The Sadducees — who didn’t believe in the resurrection — had befuddled the Pharisees — who believed in the resurrection — with a ridiculously absurd argument they believed undermined the truth of resurrection based on the levirate marriage law.  The law was designed to protect a childless widow from a life of poverty by allowing her family line to continue (see the Book of Ruth).

The Sadducees thought they could embarrass Jesus in the same way.  Instead, they got a lesson about the truth of the resurrection and one brief insight into the nature of marriage in the afterlife.  Jesus answer taught them…and us…a lesson about God’s power:  God does raise the dead (vss. 24-27), and God makes a new life for his people through the resurrection (vs. 25).

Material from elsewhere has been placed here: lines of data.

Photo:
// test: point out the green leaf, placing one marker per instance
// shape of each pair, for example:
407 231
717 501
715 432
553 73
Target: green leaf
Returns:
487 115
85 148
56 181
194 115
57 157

The most we can say from Jesus statement is:  in the resurrection, life as we know it now will be different including marriage.  There will be no marriage — as we understand it today — in the resurrected life.  Jesus qualifies his statement by saying that those raised from the dead will be like the angels in heaven regarding marriage.  Lots of people have their own ideas about what this means regarding relationships, marriage, sexuality, and sex but most of these ideas are mere speculation.  Here are some of the things we know for sure:

  • We will have glorified bodies after the resurrection, like Jesus’ resurrected body (1 John 3:2; 1 Corinthians 15:43).
  • There will be similarities to our earthly bodies but we will not be the same (1 Corinthians 15:51-52).
  • In our resurrected bodies the spirit and not the physical predominates (1 Corinthians 15:44, 49).
  • We will recognize each other including our marriage partners (1 Corinthians 13:32).

With his statement, Jesus was not undermining marriage nor dissolving the eternal aspect of marriage.  He wasn’t doing away with sexual differences in the resurrection, or teaching that we will be asexual beings after death.  What Jesus was saying is:  God is powerful to raise the dead and to make all things new according to God’s eternal plan.

For the time being, we hold on to God’s power through faith recognizing that God has begun to make all things new.  He has brought us to spiritual life through salvation and is transforming us to be more like Jesus Christ in the present.  We live our lives — including…or perhaps especially…our marriages — as expressions of “on-earth-as-it-is-in-heaven” relationships of love, service, respect, and honor.  We look forward with hope to the day when God makes all things new — even our bodies — and ushers in his kingdom in all of his God-intended glory.